Route cards, Part 12 — more examples

In a previous post, I showed a number of prototype route cards from the collection of Ralph Heiss, and commented on the various switching and train identifications they appear to have been used for. (That post can be found at this link: http://modelingthesp.blogspot.com/2016/07/route-cards-part-11-examples.html .) But the images he sent me from his collection include a number of other types of route cards.
     Here are a few evidently used on outgoing cars from a shipper or yard. It appears that they describe needed actions (weigh, ice) or the cargo on board (lumber). These of course are not destination cards except in the sense that weighing the car, or icing it, might be the first things before departure. The lumber card may describe a cargo with special needs, or may simply be informative. Note that none of the three are identified as to the railroad which printed them.

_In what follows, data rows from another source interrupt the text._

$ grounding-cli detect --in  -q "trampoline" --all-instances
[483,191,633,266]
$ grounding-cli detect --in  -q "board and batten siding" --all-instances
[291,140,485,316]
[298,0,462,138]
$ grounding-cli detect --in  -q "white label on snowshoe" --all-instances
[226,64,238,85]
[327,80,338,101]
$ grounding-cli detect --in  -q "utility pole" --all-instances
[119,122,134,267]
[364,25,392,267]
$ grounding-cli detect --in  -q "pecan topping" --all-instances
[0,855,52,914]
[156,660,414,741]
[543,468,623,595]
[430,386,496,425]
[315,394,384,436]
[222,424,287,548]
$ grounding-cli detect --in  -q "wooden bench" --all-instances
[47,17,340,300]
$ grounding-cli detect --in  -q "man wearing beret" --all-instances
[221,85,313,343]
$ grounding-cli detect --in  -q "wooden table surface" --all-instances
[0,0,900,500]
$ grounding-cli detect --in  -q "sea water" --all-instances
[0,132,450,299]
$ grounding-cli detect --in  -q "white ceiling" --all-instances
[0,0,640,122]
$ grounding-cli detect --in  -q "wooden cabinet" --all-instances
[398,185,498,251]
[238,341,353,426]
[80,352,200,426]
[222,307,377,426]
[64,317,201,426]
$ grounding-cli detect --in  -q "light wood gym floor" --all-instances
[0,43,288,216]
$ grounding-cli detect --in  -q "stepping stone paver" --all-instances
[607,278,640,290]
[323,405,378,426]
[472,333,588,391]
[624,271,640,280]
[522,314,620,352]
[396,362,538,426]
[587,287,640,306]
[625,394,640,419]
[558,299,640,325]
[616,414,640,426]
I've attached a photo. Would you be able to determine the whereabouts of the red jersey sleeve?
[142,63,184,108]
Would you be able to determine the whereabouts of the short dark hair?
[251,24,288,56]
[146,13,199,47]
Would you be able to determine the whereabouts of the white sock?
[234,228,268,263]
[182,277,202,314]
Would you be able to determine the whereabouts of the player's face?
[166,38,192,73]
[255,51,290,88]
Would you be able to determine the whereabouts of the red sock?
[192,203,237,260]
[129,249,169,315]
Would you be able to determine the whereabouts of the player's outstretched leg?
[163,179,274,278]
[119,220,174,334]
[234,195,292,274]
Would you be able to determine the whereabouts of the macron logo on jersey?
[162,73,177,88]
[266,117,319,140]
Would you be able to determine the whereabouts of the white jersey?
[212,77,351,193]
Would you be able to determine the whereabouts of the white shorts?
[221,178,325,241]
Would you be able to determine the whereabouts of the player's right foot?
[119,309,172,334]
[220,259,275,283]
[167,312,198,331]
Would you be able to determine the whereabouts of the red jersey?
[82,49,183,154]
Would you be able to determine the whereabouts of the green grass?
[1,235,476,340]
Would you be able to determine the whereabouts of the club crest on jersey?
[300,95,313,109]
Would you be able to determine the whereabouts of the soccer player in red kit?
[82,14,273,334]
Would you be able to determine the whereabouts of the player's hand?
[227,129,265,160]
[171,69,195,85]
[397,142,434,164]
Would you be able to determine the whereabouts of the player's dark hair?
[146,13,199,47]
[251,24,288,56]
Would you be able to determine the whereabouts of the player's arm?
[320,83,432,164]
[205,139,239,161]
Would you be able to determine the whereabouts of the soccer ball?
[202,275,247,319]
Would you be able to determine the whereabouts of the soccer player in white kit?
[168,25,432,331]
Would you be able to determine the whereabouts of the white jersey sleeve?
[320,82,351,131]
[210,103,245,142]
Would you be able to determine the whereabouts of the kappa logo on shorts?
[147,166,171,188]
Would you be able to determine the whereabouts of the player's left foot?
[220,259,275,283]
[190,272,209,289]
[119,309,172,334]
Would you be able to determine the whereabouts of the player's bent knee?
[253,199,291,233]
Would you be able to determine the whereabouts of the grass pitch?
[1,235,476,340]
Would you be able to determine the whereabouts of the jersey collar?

     A couple of Pacific Fruit Express cards are also interesting in that they inform crews about how the car is set up (heaters installed though car is empty, or half-stage grates enabled), and may have been on the auxiliary placard board alongside the car door, rather than on the route card board.


That auxiliary board is the smaller of the two to the left of the door on this InterMountain model of a Class R-40-10 car repainted into the 1950 paint scheme (the post-1945 paint schemes were reviewed in previous posts, this one at this link: http://modelingthesp.blogspot.com/2016/06/pfe-lettering-post-ww-ii-part-2.html ). This car has its route card board on the bolster end at left, and as you can see, a small rectangle of paper has been used to represent the presence of a card. A second card is on the auxiliary board near the door.


     Finally, an interesting shipper card from Shell Oil, simply describing the cargo. There would also have been a “flammable” placard, but this card, likely stapled on the edge of a wood running board, would further inform switch crews as to the cargo. It’s even an elongated shape suitable for that location.


     Some additional route cards, somewhat reminiscent of those in the previous post about these cards, are shown below. The one on the left has such faded pencil marks, nothing can be read, while the middle one likewise contains almost no information beyond what is printed, and the rubber stamped “RUSH.” The one on the right might be a Cotton Belt card used at Valley Junction, or it might be some other road’s card directing cars to the Cotton Belt.


     These cards offer further illustrations of the range of prototype route cards, and I will continue with more of them in future posts.